FYI, Snow Summit in Big Bear is already closed for the season for lack of snow. Bear Mountain is still open, but that means twice the amount of people with SS closed. Tahoe is your better bet. 


Sent from my iPhone using Tapatalk


----------



## SmithOp (Mar 19, 2014)

This 'local' takes the bus when he goes skiing, after working 17 years for Caltrans the last thing I want to do is drive up the hill.

http://www.bayareaskibus.com/directions/


----------



## Jwerking (Mar 19, 2014)

Thanks everyone for the comments - much appreciated.  So I guess it is Lake Tahoe versus Big Bear area.  

Park City is a great suggestion, but will not work with our planned itinerary for this trip.  This is where I blew out my knee our first time skiing there about 10 yrs ago after we purchased the Marriott Summit Watch - at least it was a resale purchase.  Bummer - never had the knee fixed, so no more skiing for me but hubby misses it.

Thanks about the warning about driving from the Bay area if a major snow storm hits - it is just scary thinking about it as we are not true snow drivers being from the Wash DC metro area.  

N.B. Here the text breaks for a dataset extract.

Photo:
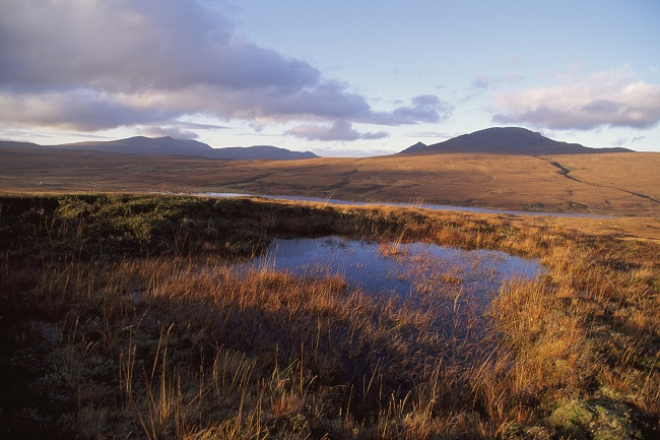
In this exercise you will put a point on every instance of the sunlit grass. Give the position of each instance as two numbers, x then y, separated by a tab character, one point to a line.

We are using Alaska Air, so do have the option to fly to Reno for extra $$.  We are planning this trip because we have $150 and $200 discount codes awarded because of major changes to my daughter and SIL flights to Hawaii over this past Xmas.  Can't let those discounts go to waste - LOL- so planning a getaway for next winter to Cabo - with stopovers in CA - to get away for the cold in the East Coast.  

See we can get a shuttle from Reno airport to Lake Tahoe - which would preclude having to rent a car and driving in any snow.  If we stay at South Lake Tahoe, is there any need for a car ?  No need to pay $$ for the car to sit there all week.

If we take the Amtrak to Truckee, are there shuttles from there to South Lake Tahoe?  Also, how far is the Emysville train station from SFO, Oakland, or San jose airports - whichever is closest?


----------



## Luanne (Mar 19, 2014)

Jwerking said:


> If we take the Amtrak to Truckee, are there shuttles from there to South Lake Tahoe?  Also, how far is the Emysville train station from SFO, Oakland, or San jose airports - whichever is closest?



Emeryville would be closest to Oakland.


----------